Dans ce contexte, seuls 31% des Grecs jugent positivement la manière dont le Premier ministre a dirigé le pays depuis son arrivée au pouvoir, 65% étant d’un avis opposé. Tout semblerait donc en place pour une nouvelle alternance, si ce n’est que le principal parti d’opposition conservateur, la Nouvelle Démocratie, ne s’est pas remis d’un passage au pouvoir éreintant entre 2012 et 2015.

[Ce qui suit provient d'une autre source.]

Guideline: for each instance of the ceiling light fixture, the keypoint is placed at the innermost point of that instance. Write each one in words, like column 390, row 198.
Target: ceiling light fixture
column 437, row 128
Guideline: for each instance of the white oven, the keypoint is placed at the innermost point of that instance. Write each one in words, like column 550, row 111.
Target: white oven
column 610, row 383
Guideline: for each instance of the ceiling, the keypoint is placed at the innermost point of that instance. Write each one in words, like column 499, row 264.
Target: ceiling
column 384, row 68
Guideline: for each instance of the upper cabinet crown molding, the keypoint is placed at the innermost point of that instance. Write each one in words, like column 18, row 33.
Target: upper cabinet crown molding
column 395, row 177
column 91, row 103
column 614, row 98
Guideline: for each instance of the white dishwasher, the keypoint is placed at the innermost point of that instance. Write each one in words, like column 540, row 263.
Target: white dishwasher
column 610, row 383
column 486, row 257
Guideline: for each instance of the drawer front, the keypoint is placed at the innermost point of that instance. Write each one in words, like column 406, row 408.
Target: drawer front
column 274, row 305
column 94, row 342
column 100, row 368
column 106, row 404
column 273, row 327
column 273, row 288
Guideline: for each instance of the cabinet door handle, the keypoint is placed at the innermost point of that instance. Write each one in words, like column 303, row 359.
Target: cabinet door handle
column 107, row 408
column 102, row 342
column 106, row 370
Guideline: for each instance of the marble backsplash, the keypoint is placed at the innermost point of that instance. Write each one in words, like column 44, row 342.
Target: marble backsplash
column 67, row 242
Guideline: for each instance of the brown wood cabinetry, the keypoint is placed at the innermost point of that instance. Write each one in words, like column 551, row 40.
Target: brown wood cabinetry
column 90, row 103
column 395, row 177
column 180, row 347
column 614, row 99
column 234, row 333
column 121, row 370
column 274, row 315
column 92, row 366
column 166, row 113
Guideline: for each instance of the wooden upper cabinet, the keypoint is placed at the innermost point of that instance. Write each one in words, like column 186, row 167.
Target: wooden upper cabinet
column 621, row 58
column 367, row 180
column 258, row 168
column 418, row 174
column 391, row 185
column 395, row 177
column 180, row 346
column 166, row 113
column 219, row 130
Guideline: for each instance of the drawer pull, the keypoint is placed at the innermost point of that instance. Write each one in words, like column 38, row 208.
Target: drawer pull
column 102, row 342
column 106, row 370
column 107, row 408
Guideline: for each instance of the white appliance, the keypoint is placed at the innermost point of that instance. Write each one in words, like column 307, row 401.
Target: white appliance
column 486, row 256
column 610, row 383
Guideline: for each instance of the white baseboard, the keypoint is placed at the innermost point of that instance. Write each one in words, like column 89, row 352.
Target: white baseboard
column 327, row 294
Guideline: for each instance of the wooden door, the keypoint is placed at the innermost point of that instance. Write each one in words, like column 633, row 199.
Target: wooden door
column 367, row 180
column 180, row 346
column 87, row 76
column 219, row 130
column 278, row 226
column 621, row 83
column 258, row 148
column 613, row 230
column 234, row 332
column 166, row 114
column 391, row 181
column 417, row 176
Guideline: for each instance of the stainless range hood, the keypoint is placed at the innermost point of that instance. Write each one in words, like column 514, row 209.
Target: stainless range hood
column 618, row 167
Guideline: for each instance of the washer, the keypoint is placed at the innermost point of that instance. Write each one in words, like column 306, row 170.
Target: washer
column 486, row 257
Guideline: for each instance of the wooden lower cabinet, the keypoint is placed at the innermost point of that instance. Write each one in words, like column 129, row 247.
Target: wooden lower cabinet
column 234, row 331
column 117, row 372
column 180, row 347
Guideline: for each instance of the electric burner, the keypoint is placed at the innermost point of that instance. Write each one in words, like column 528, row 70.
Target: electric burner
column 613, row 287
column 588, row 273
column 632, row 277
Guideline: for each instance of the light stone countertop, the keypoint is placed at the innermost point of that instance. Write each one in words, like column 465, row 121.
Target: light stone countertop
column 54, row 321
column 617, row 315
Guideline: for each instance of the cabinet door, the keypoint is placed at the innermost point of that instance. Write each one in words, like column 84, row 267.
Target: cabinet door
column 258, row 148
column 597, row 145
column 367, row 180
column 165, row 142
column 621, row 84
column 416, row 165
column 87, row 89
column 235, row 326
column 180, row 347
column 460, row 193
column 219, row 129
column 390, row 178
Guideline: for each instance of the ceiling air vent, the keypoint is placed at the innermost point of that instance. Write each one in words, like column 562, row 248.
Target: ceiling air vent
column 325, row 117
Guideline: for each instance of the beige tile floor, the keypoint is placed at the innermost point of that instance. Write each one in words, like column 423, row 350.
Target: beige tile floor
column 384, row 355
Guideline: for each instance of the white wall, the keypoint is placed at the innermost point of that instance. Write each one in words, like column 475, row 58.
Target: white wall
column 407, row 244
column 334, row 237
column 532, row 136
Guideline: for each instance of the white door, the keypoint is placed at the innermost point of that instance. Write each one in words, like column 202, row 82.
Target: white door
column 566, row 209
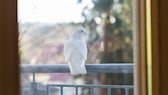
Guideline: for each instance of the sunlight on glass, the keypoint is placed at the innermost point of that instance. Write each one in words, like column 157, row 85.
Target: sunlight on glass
column 44, row 26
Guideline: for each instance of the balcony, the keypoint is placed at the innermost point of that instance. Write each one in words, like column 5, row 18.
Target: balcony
column 126, row 68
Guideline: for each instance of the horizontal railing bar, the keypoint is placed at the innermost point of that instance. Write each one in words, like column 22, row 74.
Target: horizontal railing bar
column 91, row 85
column 125, row 68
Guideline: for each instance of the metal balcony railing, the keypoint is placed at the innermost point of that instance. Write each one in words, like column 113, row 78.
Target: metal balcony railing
column 120, row 68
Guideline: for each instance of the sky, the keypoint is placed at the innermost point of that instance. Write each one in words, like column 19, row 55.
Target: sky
column 50, row 11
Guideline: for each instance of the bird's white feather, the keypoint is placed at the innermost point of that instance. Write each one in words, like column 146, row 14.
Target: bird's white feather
column 75, row 52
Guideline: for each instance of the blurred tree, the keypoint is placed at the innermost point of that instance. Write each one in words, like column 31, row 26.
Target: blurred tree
column 116, row 19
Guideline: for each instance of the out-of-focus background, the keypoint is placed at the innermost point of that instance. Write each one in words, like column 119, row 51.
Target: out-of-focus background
column 44, row 25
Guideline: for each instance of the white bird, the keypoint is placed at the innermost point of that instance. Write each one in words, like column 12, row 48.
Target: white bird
column 75, row 52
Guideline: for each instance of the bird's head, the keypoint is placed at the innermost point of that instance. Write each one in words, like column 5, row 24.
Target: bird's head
column 79, row 33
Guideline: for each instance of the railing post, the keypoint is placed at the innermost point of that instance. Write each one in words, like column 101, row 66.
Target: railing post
column 34, row 87
column 76, row 90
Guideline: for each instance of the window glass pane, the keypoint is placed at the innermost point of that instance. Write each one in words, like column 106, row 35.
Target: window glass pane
column 45, row 25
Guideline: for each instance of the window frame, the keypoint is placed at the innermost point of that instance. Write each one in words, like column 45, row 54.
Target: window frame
column 9, row 67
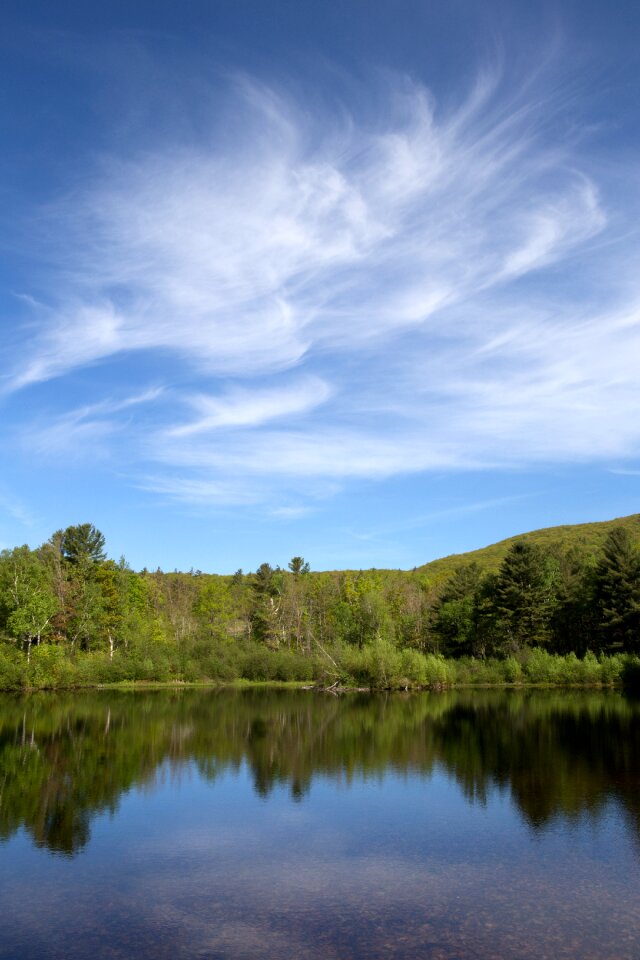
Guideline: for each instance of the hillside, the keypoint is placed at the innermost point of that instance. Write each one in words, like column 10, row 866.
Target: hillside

Alexis Tsipras reste en effet le responsable politique le plus apprécié du pays : une étude de l’institut Pro Rata réalisée début septembre montre que le Premier ministre conserve 39% d’opinions favorables, loin devant le leader de la Nouvelle Démocratie Vangelis Meimarakis (29%). Ce dernier n’a en effet pas eu le temps de se faire bien connaître des électeurs depuis son entrée en fonction le 5 juillet dernier. Une autre étude du même institut indique que 37% des Grecs jugent qu’Alexis Tsipras est le plus à même d’être Premier ministre, contre 25% pour Vangelis Meimarakis. En effet, le leader de SYRIZA domine son principal adversaire aussi bien en ce qui concerne ses qualités personnelles (57% le jugent « honnête » contre 39% pour M. Meimarakis, 66% l’estiment « compétent » contre 45%) qu’en ce qui concerne sa capacité à mener à bien les objectifs du prochain gouvernement : 36% pensent que Alexis Tsipras est le plus capable « de négocier avec les partenaires européens », contre 24% pour le dirigeant de la ND ; ces chiffes atteignent respectivement 37% contre 21% pour « réduire la dette du pays » ; 40% contre 22% pour « la lutte contre la corruption » ; et 40% contre 18% pour « la mise en œuvre de mesures sociales ».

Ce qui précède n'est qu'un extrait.